NNA CEO and General Counsel

WASHINGTON—Could postal rates actually go down? That is the question now faced by the Postal Regulatory Commission after the U.S. Court of Appeals for the District of Columbia Circuit kicked back the PRC’s 2013 decision on a 4.3 percent postage surcharge.

The surcharge was part of the U.S. Postal Service’s attempt to recover revenues it said it lost during the Great Recession. Generally, USPS is not permitted to increase rates by more than the level of inflation during a year, unless it faces exigent circumstances. The Postal Service considered the recession such an exigency. But since it first announced the surcharge, groups of mailers—including the National Newspaper Association—have fought back, saying USPS was papering over losses from other causes and blaming them on the recession. The commission ruled in December 2013 that USPS was owed extra money by mailers, but the PRC limited the number of months extra charges could be imposed. After USPS had recovered an extra $2.7 billion, the PRC said, it had to remove the surcharge.

That number will be reached sometime in August. So, will USPS lower rates?

Possibly, but not likely, according to NNA’s Postal Committee Chair Max Heath.

In early June, the PRC received the court’s ruling. The court agreed with every party in the case to some degree. Yes, the Postal Service deserved extra money. No, it could not charge the extra rate forever, as mailers had argued. But yes, the commission had undercounted how much money could be recouped because its estimate of the recession’s effect was too low.

USPS immediately asserted that it was owed $3.9 billion, actually, and that it should not reverse the charge in August. NNA and other mailers cried foul and urged the PRC to recalculate. NNA did not urge a reversal of the rate, but instead promoted the notion that delaying the next increase would be fairer to the mailers. Now the PRC is beginning a new examination of the actual effects of the recession on postal revenues and says it will finish its deliberation by August.

The possibility of yo-yo rates created concern for NNA, Heath said.

“With the court taking so long to make this decision, USPS already put off its 2015 increase way into May. But it clearly is on track to collect too much with this 4.3 percent charge, and we hope the commission forces that number back. We are urging some common sense in this ruling. As the situation appeared in early June, we could have had the May increase, then an August decrease, and then another increase after PRC figured out the proper exigency charge, then another decrease after the Postal Service collected enough revenue, and then the 2016 increase. It would have driven our industry nuts. We would rather see the commission get tough about this surcharge and apply the extra money toward a lower increase next year, or perhaps a decrease all at once,” he said.
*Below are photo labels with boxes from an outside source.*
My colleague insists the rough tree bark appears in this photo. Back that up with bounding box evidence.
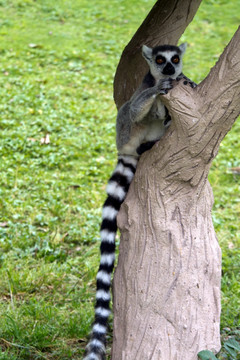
[112,0,240,360]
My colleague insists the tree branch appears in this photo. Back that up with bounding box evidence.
[114,0,202,108]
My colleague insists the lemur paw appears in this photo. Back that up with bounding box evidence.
[158,78,173,95]
[176,75,197,88]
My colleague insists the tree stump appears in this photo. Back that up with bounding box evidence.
[112,23,240,360]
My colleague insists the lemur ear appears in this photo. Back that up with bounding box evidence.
[179,43,187,55]
[142,45,152,62]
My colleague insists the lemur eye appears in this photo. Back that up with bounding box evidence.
[156,55,166,65]
[172,55,180,64]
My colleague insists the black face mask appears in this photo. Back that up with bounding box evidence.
[162,63,175,75]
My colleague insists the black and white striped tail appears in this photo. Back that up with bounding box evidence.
[83,155,138,360]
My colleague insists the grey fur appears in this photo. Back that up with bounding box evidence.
[116,44,186,156]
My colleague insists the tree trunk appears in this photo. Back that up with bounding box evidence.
[112,0,240,360]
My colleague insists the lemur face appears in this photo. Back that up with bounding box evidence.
[142,43,187,80]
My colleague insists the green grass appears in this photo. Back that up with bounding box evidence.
[0,0,240,360]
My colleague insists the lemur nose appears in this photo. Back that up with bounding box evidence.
[162,62,175,75]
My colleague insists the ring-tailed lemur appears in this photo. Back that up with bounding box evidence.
[84,44,195,360]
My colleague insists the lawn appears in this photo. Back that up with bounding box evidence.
[0,0,240,360]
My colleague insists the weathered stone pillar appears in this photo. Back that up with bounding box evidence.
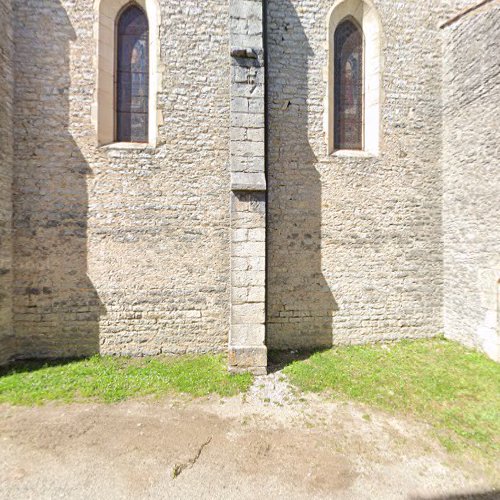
[229,0,267,374]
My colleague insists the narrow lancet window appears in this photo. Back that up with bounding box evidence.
[334,20,363,150]
[116,5,149,142]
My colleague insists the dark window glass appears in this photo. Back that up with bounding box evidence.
[334,20,363,149]
[116,5,149,142]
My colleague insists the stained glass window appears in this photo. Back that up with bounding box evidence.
[334,20,363,149]
[116,5,149,142]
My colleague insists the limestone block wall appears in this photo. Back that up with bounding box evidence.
[13,0,230,357]
[0,0,15,364]
[267,0,462,348]
[442,2,500,360]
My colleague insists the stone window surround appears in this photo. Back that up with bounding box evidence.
[92,0,161,149]
[324,0,383,158]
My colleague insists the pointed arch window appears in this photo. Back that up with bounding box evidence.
[116,4,149,142]
[334,19,364,150]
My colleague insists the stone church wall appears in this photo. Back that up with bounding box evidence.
[11,0,230,357]
[267,0,455,348]
[443,2,500,360]
[0,0,15,364]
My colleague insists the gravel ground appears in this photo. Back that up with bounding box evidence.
[0,371,500,500]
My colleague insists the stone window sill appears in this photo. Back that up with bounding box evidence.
[332,149,375,158]
[100,142,154,151]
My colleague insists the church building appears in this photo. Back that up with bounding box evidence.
[0,0,500,374]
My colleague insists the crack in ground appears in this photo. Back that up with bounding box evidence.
[172,436,212,479]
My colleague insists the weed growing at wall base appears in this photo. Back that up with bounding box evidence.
[284,339,500,458]
[0,355,253,405]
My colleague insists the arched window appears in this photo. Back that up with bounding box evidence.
[116,4,149,142]
[333,19,363,150]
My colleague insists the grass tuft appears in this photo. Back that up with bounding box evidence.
[284,338,500,458]
[0,354,253,405]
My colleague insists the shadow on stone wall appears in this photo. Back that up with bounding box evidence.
[267,0,338,350]
[14,0,103,358]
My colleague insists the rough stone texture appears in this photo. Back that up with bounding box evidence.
[14,0,230,357]
[267,0,468,348]
[0,0,15,364]
[229,0,267,374]
[443,2,500,360]
[0,0,500,364]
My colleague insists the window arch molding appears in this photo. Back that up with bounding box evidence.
[92,0,161,146]
[325,0,383,156]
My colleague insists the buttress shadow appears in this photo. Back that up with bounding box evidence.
[14,0,104,358]
[267,0,338,351]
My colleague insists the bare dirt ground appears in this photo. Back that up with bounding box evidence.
[0,374,500,500]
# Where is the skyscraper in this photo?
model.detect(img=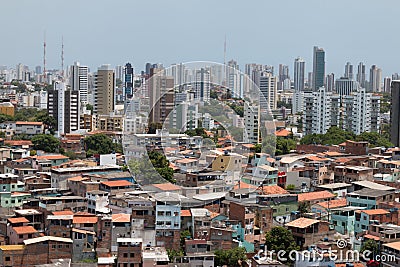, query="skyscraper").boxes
[259,72,278,110]
[313,46,325,91]
[335,77,359,95]
[226,60,243,97]
[357,62,366,88]
[343,62,354,80]
[325,73,335,92]
[194,68,211,102]
[148,68,175,125]
[383,77,392,93]
[47,81,80,136]
[294,57,306,92]
[70,62,89,105]
[390,80,400,147]
[124,63,133,100]
[368,65,382,92]
[94,65,115,115]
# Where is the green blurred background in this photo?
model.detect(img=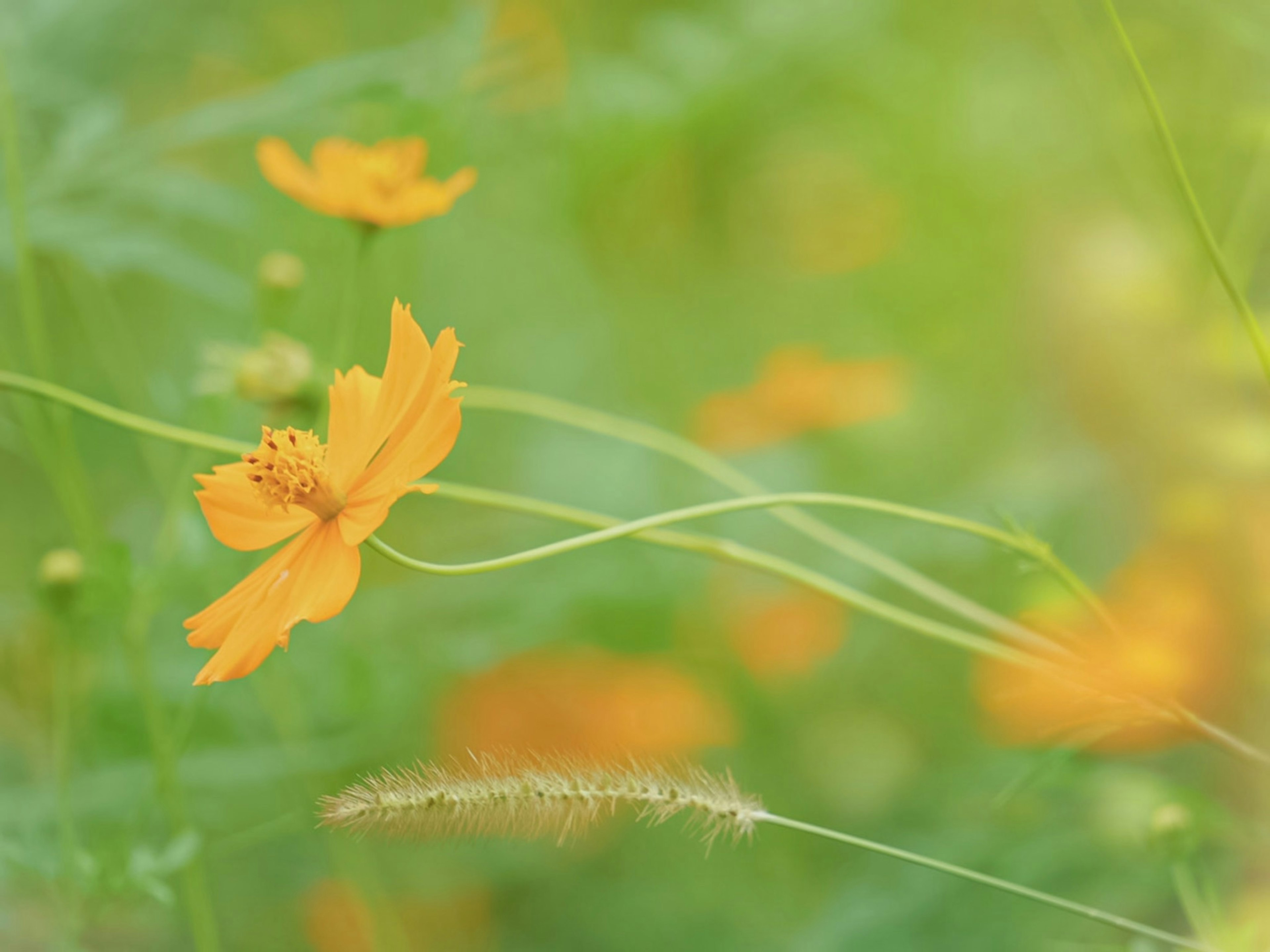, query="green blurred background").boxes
[0,0,1270,952]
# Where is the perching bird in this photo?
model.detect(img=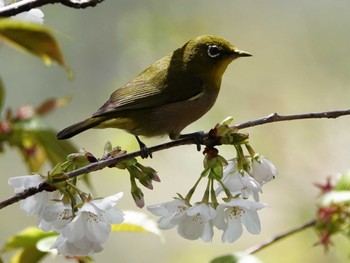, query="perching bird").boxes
[57,35,251,157]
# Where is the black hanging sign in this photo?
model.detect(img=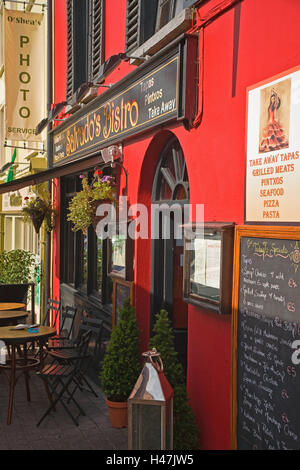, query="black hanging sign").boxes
[53,34,196,164]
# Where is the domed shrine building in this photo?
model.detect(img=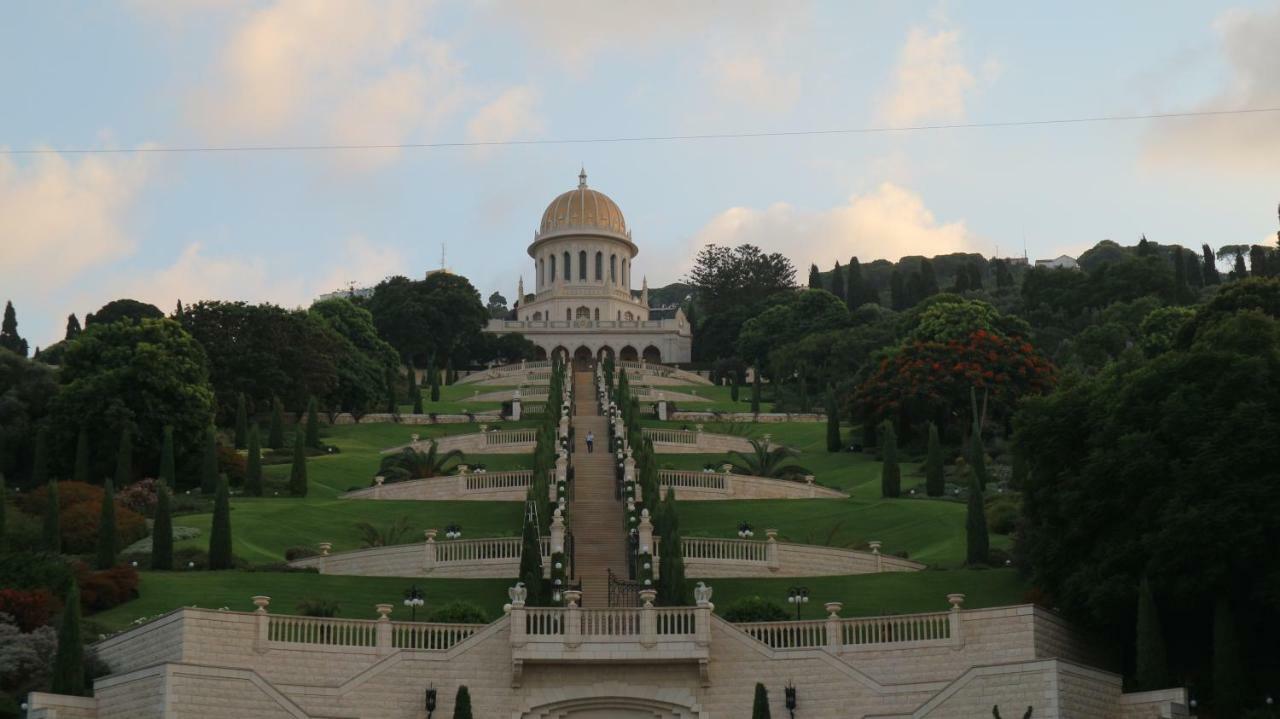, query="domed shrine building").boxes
[485,170,692,363]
NNA President John Edgecombe Jr. said the Court of Appeals case had already left NNA members in a state of uncertainty for rates and service in 2015.
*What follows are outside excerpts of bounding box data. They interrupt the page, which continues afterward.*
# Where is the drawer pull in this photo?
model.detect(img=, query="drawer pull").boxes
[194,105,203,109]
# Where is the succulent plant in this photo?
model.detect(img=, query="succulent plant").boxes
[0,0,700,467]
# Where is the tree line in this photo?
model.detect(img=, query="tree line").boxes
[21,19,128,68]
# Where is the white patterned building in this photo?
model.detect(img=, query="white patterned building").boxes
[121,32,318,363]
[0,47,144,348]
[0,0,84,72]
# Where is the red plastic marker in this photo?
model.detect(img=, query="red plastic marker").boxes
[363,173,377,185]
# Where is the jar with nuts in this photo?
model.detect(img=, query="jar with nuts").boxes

“We expected this court decision much earlier in the year. When it didn’t come and the Postal Service finally put the 2015 increase into effect, we knew we might be facing another period of uncertainty. What we really need right now is not just for the commission to act sensibly, but for Congress to get serious about postal legislation.”

NNA Government Relations Chair Deb McCaslin, publisher of the Custer County Chief in Broken Bow, NE, agreed.
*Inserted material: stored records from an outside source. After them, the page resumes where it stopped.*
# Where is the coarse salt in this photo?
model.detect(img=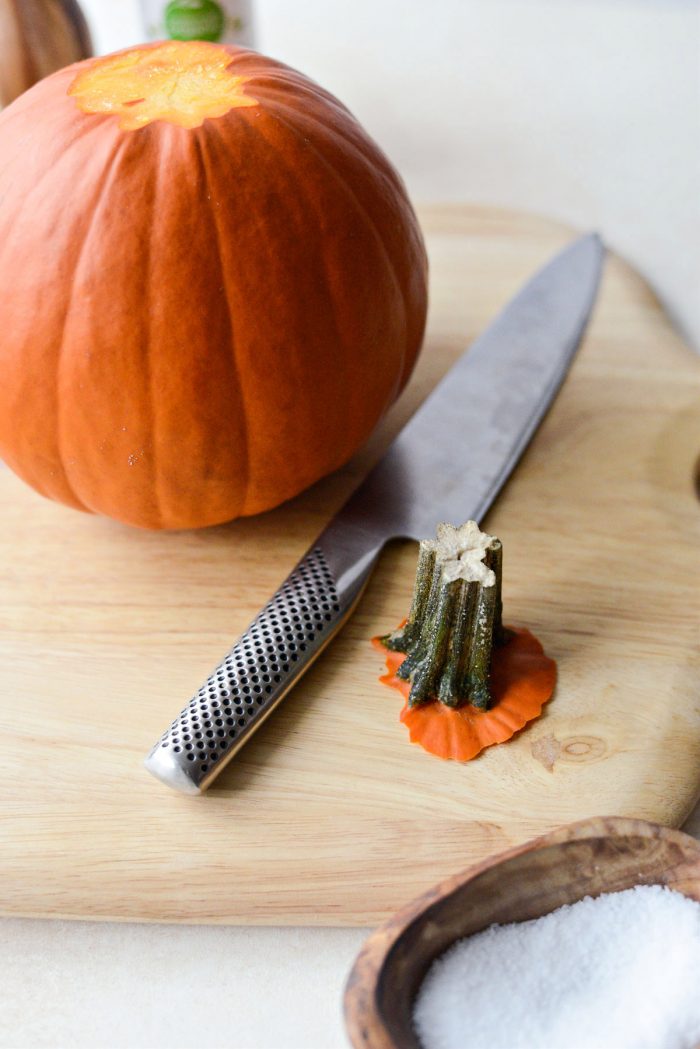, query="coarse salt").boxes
[413,885,700,1049]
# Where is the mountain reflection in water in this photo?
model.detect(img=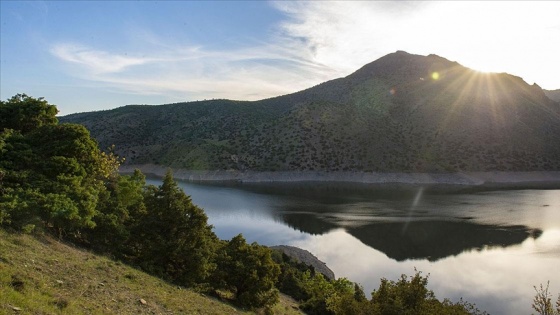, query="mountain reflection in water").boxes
[149,180,560,315]
[279,212,542,261]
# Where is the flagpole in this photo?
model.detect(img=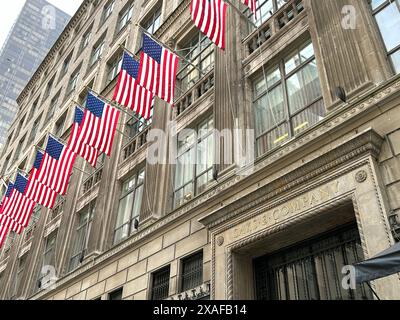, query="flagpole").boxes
[136,23,205,76]
[119,43,185,93]
[224,0,258,29]
[86,87,141,121]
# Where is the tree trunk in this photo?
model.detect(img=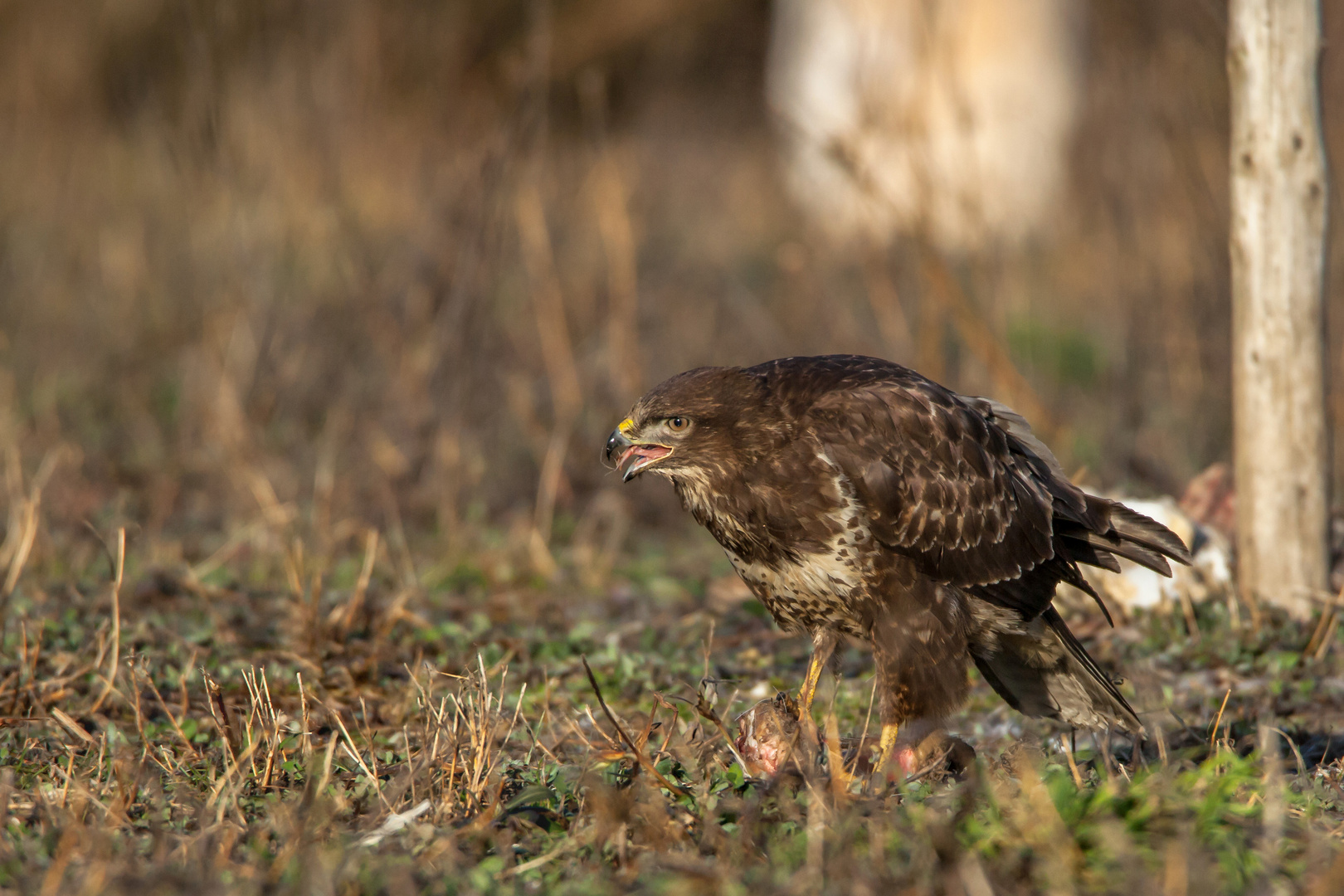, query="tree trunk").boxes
[1227,0,1328,618]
She said: “The Postal Service’s grab for revenue right now isn’t as much about the recession as it is the overcharge created by Congress to prefund retirement costs. We have argued for nearly a decade now that no other government agency is required to do that. We know the Treasury Department likes having this extra money on hand, but it is unfair to the Postal Service and to all of us who pay postage. This situation is creating crazy rates and devastating service cuts.

“I’m urging all of our members to talk with their congressional delegations over the summer about service problems. Congress’ inaction is hurting our readers with late service, and creating this rate uncertainty for us and the Postal Service.”